Little noted in Monday’s hoopla about the end of recession is that Canada is now trailing the advanced economies in gross domestic product growth, the most reliable measure of an economy’s health.
Canadian output shrank a still steep 3.4 per cent annualized in the April to June period despite a 0.1 per cent uptick in the final month, the worst performance among any of the G7 countries, and well below the United States’ one per cent drop.
As well, many economists are now forecasting that Canada’s closest economic partner will easily outpace Canadian growth for the rest of the year, before perhaps tailing off in 2010.
The strength of the anticipated U.S. rebound was in evidence again Tuesday with the release of new figures showing production is ramping up quickly south of the border, while in Canada, the goods manufacturing sector remains on its knees.
The Institute for Supply Management’s manufacturing index shot past the expansion line of 50 in August to a surprisingly strong 52.9, while new orders jumped 10 points to 69.4, the highest level in five years.
Even the woeful housing sector got a boost, with a future gauge of home sales rising to the highest point in two years.
“We think man, there’s no contest, Canada has held up far better throughout and will continue to,” said economist Douglas Porter of BMO Capital Markets.
“But the story is that our weakness in the exports sector is the great equalizer. The huge divide between Canada and the U.S. was on the net export side in the second quarter, and part of that is that the weakness in U.S. spending hit our exports, and the high Canadian dollar hit our exports.”

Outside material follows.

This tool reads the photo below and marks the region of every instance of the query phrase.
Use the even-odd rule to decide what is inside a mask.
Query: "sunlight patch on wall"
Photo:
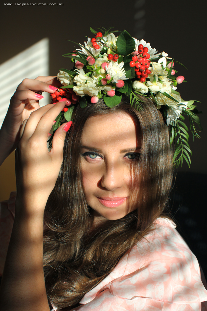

The numbers bear out the analysis.
During the second quarter, Canada’s domestic economy performed better than all expectations, with consumer spending showing a 1.8-per-cent spurt forward, led by a 19-per cent-spike in auto sales and a 6.2-per-cent pick-up in home investment.
But exports retreated for the seventh straight quarter — collapsing 30 per cent in almost two years — with the goods producing sector of the economy falling back 11.1 per cent between April and June alone, led by manufacturing’s 16.4 per cent plunge.

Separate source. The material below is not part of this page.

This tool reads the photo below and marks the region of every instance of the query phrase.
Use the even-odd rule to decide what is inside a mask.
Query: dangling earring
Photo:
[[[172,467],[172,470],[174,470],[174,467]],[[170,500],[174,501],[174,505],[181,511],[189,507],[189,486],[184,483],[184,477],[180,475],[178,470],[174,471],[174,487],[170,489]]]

Economists note that there are extenuating circumstances that brighten the picture for Canada’s economy. The most important is that the current under-performance is as much a factor of timing as it is an indication of relative health.
Yes, the world is coming out of recession earlier, but it also went in earlier and fell further.
Subject to revisions, which often occur with GDP numbers, Canada’s economy shrank a total of 3.3 per cent during the 11-month downturn that began last July.
By comparison, Japan’s economy contracted 6.5 per cent, the European area by 4.7 per cent, and the U.S. by 3.9 per cent.
As well, the U.S. has so far lost seven million jobs, compared to Canada’s net employment decline of 414,000. Even factoring in the disparity in populations, Canadian job losses total about half those in the U.S.
And the U.S. economy has benefited far more from government intervention than Canada’s, in terms of the size of stimulus spending and how quickly it entered the economy.
Washington is expected to add US$10 trillion its national debt over the next decade due to efforts to shore up the economy — including the wildly successful cash-for-clunkers program that is boosting current quarter growth. According to private sector economist Dale Orr, Ottawa is at most on the book for $200 billion in additional debt over the next 10 years — about one-fifth as large in relative terms.
But Scotiabank economist Derek Holt says the delayed response by Canadian firms in not shedding jobs and inventory early enough at the first signs of the downturn is also a moderating factor in the pace of recovery.
Some recent estimates suggest the U.S. may record a 3.5 per cent bounce in the current quarter — the July to September months — whereas the Bank of Canada estimates growth in Canada during the period at 1.3 per cent.
“There’s no free lunch,” Hold explained. “If you don’t shed inventory, if you don’t shed payrolls as aggressively as other countries, you give it back on continued under-performance on productivity and continued performance on longer-run corporate earnings.”